Author – Gauri Pawse ( Sr. Cloud Engineer)
Change Tracking is a lightweight solution in SQL Server database that provides an efficient change tracking mechanism for applications. It is a mechanism for tracking which rows have been inserted, updated, and deleted in tables monitored by change tracking. Using change tracking allows easy identification of new, changed, and deleted data, eliminating the need for brute-force comparisons. Change tracking must first be enabled for the database and then for the tables to track changes in data.
Following are the steps for incremental data loading using Change Tracking :
Step 1:
Configuration and Table Creation in SQL Server and enabling Change Tracking
connect to the existing on-premise SQL Server and open a SQL script in the existing database and write the below script
ALTER DATABASE test
SET CHANGE_TRACKING = ON
(CHANGE_RETENTION = 2 DAYS, AUTO_CLEANUP = ON)

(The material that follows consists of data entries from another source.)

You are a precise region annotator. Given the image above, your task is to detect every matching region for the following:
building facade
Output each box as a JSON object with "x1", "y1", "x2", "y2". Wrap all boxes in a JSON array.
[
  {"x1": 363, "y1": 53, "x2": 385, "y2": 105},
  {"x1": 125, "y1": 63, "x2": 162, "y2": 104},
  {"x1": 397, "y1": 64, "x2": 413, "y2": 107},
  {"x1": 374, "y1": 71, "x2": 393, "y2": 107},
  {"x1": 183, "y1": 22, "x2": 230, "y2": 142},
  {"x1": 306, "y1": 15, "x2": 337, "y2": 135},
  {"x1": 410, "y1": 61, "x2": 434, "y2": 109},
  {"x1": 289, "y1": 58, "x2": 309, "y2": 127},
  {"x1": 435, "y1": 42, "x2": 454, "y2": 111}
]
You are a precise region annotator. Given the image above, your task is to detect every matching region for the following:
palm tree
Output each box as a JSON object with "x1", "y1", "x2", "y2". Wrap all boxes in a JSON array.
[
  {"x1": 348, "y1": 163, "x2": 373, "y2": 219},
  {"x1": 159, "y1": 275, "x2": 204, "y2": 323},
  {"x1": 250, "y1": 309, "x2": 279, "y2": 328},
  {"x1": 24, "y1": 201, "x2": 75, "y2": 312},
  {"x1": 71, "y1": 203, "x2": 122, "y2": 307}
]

The TRACK_COLUMNS_UPDATED = ON setting ensures that extra information about the columns updated through UPDATE statement is also recorded in the internal tracking table. Column tracking information may help in identifying the columns modified through the UPDATE statement. This option is set as OFF by default to avoid extra storage overhead.
create the table student
CREATE TABLE [dbo].[Student](
[studentId] [int] IDENTITY(1,1) NOT NULL PRIMARY KEY,
[studentName] [varchar](100) NULL,
[stream] [varchar](50) NULL,
[marks] [int] NULL,
[createDate] [datetime2] NULL,
[updateDate] [datetime2] NULL
) ON [PRIMARY]
GO
ALTER TABLE [dbo].[Student]
ENABLE CHANGE_TRACKING
WITH (TRACK_COLUMNS_UPDATED = ON)
Step 2:
Create and Populate the ChangeTrackingStore Table
ChangeTrackingStore maintains the change tracking version information for the Student table. Information for multiple tables can also be maintained here. The CHANGE_TRACKING_CURRENT_VERSION() function is used to retrieve the change tracking version associated with the last committed transaction of the database.
-- create the ChangeTrackingStore table
create table dbo.ChangeTrackingStore
(
tableName varchar(255),
SYS_CHANGE_VERSION BIGINT,
);
-- retrieve the latest value from CHANGE_TRACKING_CURRENT_VERSION()
DECLARE @changeTrackingVersion BIGINT
SET @changeTrackingVersion = CHANGE_TRACKING_CURRENT_VERSION();
-- populate data in ChangeTrackingStore for Student table
INSERT INTO dbo.ChangeTrackingStore
VALUES ('Student', @changeTrackingVersion)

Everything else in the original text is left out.